In typical P.A. fashion,
the movie introduces us to a normal suburban family, living in a house that’s
suddenly filled with things that go bump in the night. A little boy (Aiden
Lovekamp), his teenage sister (Kathryn Newton) and her boyfriend from across
the street (Matt Shively) are the ones who notice weird noises and strange
movements and decide to set up cameras to capture the action. (This family has,
rather conveniently, something like a half-dozen MacBooks around the house.)
This time we get Skype chats and iPhones added to the mix of video sources, as
well as a novel use of an Xbox’s Kinect motion sensors that somehow works to
both reveal creepy disembodied movement and make it all seem so depressingly
tangible. Instead of real innovation, these new sources of footage merely
recycle the techniques of the preceding films to lesser effect.

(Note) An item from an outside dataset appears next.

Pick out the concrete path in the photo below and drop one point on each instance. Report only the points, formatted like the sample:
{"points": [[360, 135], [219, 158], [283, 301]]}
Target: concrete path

All of this allows for the typical
long-stretches-of-still-silence that is so familiar from the series, but unlike
the third film, which put objects like an oscillating fan or a sheet to great
visual effect, this film grows static in ways that feel like missed
opportunities. I was ready for a big scare, or at least a bit of visual
trickery, when a refrigerator door blocks most of the frame on several
occasions, but no such luck. Rather than building creative illusions and eerie
how’d-they-do-that freakouts around likable characters, we’ve got a generic
bunch of mildly curious people wondering why sometimes they hear footsteps in
an empty house or why the creepy kid (Brady Allen) across the street is so
insistent that his imaginary friend has it out for his neighbors. There’s no
sense of build or connection between the low-functioning scares.
After something like 70 minutes of sporadic sudden noises
and quick movements, any one of which would be just about the least scary thing
in any of the previous Paranormal
Activity movies, there’s the typical climactic explosion of malevolent
psychic energy, only this time it’s pushed so far that it’s loud, sustained,
and over-the-top. This is clearly an attempt to fold large pieces of the
narrative of the previous three together – the brief return of the possessed
Katie (Katie Featherston) makes that intent more than clear – but it’s a nice
try that falls flat. It’s an attempt to hint at explanations and provide big
splashy shocks with people flung this way and that, sudden deaths, and all
manner of abrupt appearances and rapid movements. But it’s such an overwhelming
pile-up of nonsense that it’s underwhelming. The final image is most shocking
for how completely miscalculated it feels, expanding the scope of it all to a
comical extent. I still have a great deal of affection for this series, so the
good news is that this fourth installment is not irreparably, franchise-killing
bad. It’s simply the least effective of its kind, functional without working up
the energy or imagination to really entertain.